Coloured X-ray of the chest of an 82-year-old man with fibrosing alveolitis of the lungs

A drug candidate identified using AI is now in clinical trials to treat idiopathic pulmonary fibrosis, a condition that causes scarring of the lungs.Credit: Science Photo Library

For decades, researchers have sought a fast track to drug discovery. Yet the process has been getting slower, as well as riskier and more costly. It generally takes 12–15 years from the initiation of a discovery programme to the point at which national drug-regulatory agencies grant marketing approval1. Some nine in ten drugs that enter clinical trials don’t get approved. Estimates suggest it costs about US$2.5 billion to bring a drug to market2, after accounting for the costs of successful and failed programmes across the board.

Although established pharmaceutical companies are struggling to innovate, claims are mounting that the disruptor du jour — generative artificial intelligence (AI) — is radically shortening the stages that come before clinical trials, when drugs are tested in people. But is it?

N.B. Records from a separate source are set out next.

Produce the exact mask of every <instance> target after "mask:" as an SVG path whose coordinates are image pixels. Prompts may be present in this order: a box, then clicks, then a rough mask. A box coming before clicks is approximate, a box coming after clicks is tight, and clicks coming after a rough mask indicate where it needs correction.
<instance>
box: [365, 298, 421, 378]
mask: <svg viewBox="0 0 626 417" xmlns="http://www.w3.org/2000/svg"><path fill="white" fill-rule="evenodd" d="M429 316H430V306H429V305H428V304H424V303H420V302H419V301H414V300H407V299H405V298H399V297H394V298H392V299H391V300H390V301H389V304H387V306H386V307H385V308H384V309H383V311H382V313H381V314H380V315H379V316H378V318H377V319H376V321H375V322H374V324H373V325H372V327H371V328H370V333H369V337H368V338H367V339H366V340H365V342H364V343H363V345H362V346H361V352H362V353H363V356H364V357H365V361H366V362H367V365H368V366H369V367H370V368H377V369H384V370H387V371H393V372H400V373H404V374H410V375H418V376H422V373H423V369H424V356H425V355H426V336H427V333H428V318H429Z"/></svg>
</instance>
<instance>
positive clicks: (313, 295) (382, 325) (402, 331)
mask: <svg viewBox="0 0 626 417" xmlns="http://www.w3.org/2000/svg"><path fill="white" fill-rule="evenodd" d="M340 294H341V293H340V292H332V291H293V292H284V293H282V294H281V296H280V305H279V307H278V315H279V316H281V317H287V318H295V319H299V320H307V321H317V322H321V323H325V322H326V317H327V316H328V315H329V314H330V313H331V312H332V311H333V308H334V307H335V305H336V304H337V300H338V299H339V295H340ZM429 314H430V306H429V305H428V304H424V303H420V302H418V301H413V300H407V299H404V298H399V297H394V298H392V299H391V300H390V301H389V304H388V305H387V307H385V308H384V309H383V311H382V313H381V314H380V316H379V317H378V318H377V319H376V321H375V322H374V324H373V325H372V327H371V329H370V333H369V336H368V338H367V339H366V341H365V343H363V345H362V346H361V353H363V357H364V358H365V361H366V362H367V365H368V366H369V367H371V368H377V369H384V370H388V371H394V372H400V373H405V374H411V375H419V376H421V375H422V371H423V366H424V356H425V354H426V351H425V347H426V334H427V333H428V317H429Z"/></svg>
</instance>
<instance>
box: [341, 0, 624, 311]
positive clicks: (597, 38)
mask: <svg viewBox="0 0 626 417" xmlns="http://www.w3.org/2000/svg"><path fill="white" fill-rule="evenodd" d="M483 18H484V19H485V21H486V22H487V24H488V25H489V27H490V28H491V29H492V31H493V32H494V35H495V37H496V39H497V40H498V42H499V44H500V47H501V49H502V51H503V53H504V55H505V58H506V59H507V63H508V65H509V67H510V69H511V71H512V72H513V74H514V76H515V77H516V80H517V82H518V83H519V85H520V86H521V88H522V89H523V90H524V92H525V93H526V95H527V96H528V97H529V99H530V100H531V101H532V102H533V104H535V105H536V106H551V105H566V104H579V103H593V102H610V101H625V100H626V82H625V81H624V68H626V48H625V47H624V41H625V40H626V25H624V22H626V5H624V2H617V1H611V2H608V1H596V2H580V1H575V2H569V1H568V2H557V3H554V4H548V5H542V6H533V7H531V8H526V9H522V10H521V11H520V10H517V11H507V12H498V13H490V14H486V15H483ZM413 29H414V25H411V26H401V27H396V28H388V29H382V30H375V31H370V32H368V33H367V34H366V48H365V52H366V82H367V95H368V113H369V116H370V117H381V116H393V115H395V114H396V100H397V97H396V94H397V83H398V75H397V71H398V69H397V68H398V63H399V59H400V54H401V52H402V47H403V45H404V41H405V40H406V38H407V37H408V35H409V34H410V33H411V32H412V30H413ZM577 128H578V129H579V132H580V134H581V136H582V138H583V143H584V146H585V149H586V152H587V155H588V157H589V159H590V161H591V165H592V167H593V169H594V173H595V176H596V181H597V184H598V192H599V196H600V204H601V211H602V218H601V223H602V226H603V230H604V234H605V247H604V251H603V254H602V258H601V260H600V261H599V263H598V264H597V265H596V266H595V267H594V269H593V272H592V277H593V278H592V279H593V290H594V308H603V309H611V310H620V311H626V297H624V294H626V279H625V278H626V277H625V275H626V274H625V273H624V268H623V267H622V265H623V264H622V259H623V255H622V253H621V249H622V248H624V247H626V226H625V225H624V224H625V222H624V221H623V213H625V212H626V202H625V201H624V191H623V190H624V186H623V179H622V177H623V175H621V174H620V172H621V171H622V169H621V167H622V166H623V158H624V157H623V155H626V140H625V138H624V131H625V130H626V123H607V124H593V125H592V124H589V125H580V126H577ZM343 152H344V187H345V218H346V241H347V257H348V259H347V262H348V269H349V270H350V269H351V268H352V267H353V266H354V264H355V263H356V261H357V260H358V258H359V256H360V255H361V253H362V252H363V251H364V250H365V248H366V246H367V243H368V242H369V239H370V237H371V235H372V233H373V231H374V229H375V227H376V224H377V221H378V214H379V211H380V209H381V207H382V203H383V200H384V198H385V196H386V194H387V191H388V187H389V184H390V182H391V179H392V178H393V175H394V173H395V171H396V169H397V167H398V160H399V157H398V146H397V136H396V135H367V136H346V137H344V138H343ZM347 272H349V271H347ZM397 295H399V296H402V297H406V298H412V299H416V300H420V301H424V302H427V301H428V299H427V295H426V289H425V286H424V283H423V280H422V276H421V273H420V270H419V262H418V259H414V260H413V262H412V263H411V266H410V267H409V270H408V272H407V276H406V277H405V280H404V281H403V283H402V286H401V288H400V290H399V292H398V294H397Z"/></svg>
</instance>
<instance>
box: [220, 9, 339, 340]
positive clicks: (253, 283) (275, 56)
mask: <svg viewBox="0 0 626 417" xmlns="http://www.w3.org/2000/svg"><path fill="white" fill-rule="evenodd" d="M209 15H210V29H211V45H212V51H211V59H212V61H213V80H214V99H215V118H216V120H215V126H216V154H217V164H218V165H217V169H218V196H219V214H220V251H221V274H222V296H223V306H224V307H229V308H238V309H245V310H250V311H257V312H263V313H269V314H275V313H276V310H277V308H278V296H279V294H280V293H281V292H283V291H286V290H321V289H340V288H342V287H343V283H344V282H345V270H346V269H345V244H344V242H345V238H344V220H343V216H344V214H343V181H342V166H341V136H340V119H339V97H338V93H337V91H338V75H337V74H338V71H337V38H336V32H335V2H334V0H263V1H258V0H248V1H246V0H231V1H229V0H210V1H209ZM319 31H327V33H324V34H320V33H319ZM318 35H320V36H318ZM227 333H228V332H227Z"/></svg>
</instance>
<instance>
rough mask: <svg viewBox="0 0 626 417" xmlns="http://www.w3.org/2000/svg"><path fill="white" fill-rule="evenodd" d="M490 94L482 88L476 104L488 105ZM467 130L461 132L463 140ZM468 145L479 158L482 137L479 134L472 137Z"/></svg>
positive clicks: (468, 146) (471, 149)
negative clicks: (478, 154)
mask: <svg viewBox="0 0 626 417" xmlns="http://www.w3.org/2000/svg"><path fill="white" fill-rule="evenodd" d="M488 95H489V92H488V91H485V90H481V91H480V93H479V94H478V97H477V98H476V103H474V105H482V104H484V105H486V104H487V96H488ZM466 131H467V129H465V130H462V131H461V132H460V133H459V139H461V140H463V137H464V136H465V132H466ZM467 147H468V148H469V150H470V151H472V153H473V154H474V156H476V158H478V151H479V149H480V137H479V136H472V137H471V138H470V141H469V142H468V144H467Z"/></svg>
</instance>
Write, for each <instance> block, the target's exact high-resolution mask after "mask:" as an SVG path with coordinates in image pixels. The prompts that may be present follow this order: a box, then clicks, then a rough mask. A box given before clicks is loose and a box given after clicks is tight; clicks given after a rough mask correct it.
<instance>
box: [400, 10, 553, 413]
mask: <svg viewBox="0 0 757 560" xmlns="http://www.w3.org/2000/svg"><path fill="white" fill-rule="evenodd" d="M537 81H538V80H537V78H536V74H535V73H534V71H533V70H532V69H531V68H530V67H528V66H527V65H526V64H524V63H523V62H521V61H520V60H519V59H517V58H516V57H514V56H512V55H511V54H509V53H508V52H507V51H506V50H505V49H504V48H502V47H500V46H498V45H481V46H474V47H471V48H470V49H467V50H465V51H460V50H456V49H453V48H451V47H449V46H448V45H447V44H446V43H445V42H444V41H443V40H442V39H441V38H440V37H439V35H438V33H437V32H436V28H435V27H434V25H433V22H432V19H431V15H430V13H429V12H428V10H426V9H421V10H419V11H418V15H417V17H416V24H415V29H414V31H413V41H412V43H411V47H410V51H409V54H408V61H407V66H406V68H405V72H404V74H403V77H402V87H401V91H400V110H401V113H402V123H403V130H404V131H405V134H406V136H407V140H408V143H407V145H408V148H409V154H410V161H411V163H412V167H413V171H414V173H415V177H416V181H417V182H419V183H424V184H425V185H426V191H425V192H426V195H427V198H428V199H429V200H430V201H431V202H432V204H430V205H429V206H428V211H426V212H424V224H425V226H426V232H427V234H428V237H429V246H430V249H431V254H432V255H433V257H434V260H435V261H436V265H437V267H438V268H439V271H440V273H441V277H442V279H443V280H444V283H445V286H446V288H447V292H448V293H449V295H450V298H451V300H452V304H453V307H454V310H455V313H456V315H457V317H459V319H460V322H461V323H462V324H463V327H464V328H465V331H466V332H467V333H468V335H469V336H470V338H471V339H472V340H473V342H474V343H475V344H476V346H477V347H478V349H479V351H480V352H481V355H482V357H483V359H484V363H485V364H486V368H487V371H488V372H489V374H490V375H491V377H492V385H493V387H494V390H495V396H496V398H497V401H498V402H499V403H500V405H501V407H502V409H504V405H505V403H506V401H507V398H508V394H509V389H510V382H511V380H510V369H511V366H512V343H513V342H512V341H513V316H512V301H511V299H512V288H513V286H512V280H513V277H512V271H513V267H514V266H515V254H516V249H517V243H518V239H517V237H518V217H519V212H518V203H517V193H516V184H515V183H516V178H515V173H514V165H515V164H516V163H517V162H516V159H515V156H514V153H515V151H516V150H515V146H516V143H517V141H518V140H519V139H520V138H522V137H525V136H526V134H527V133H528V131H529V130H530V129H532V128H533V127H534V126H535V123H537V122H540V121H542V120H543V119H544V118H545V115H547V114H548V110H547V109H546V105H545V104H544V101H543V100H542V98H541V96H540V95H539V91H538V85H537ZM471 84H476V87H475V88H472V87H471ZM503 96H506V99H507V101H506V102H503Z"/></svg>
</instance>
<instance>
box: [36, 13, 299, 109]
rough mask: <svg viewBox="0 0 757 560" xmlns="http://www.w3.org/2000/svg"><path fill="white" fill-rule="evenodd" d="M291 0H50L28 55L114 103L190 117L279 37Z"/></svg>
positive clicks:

Drug development involves a number of specific steps. It often starts with the identification of a biological target responsible for a disease — possibilities include DNA, RNA, a protein receptor or an enzyme — and then screening for molecules that might interact with it. This is called the ‘discovery’ stage. For most drugs, the resulting candidates are small molecules, and medicinal chemists work to improve their activity and reduce any associated problems. If this is successful, the researchers develop a lead molecule to take into the next stage — preclinical testing. This involves tests that help scientists to understand how a drug candidate is transported, broken down and excreted by an animal’s body. The work also answers questions of safety and dosage, before a drug is approved for clinical trials.

Together, the discovery and preclinical stages take an average of six years1. In February 2022, researchers at Boston Consulting Group (BCG), based in Massachusetts, reported an examination of the research pipelines of 20 relatively new AI-intensive pharmaceutical companies between 2010 and 2021. Using publicly available data, the BCG group determined that about 15 drug candidates had reached clinical-trial stage. It then reconstructed the development timelines of eight of these3. The consultants found that all eight had reached clinical trials within a decade. Five had done so in less than the historical average time.

Another report, released in June and co-authored by BCG and the research funder Wellcome, says that AI could yield “time and cost savings of at least 25–50%” in drug discovery up to the preclinical stage (see go.nature.com/46nkwcm).

One pharmaceutical company, Insilico Medicine, which is jointly headquartered in New York City and Hong Kong, announced last February that it had progressed to phase I clinical trials with an AI-designed drug candidate. The molecule targets idiopathic pulmonary fibrosis, a serious disease that leads to untreatable lung scarring. The drug candidate had completed the discovery and preclinical stages in just 30 months. In June, the company began phase II trials, which study how well a candidate works in more detail.

These are noteworthy developments, and they will no doubt drive investment. Although the technology is still relatively young, the 20 AI-intensive companies in BCG’s 2022 analysis already had 158 drug candidates in discovery and preclinical development. That compared with 333 at the world’s 20 biggest pharma companies as measured by revenue.

However, these claims have come from the companies themselves. Until they can be independently verified, some caution is in order. The findings need to be published in the peer-reviewed literature and authenticated by researchers unaffiliated with the companies involved.

And there are other challenges to realizing the benefits of AI. Systems based on generative AI that suggest candidate drug molecules work by using patterns learnt from training data to generate new data with similar characteristics. This can cause problems. When responding to user questions, the chatbot ChatGPT sometimes fabricates answers; in drug discovery, the equivalent problem leads it to suggest substances that are impossible to make. Such problems can be overcome by hand coding knowledge of molecular structures, and with the help of other AI tools.

Ultimately, for AI systems to learn and improve, someone needs to make and test the molecules they suggest. The results must then be fed back into the AI systems. Academic computational groups can help to some extent by predicting molecules’ properties, but the predicted values can only partially validate models. Pharmaceutical companies do have the means to make and test the molecules suggested by their AI systems. However, they tend to keep their results secret, partly to avoid being ‘scooped’ by rivals. The necessity of rigour, safety, efficacy and trust in new drugs means that a way forwards must be found — a point echoed last month by researchers at the pharmaceutical company Amgen in Thousand Oaks, California4.

None of this changes the fact that the drug-discovery process has always involved a lot of luck. Even if AI does reduce the time and cost involved in getting a compound into — and perhaps through — preclinical testing, most drug candidates will still fail at later stages. But anything that can speed up the process represents a win. Industry and academia must leverage each other’s strengths to determine how AI can be used to best effect.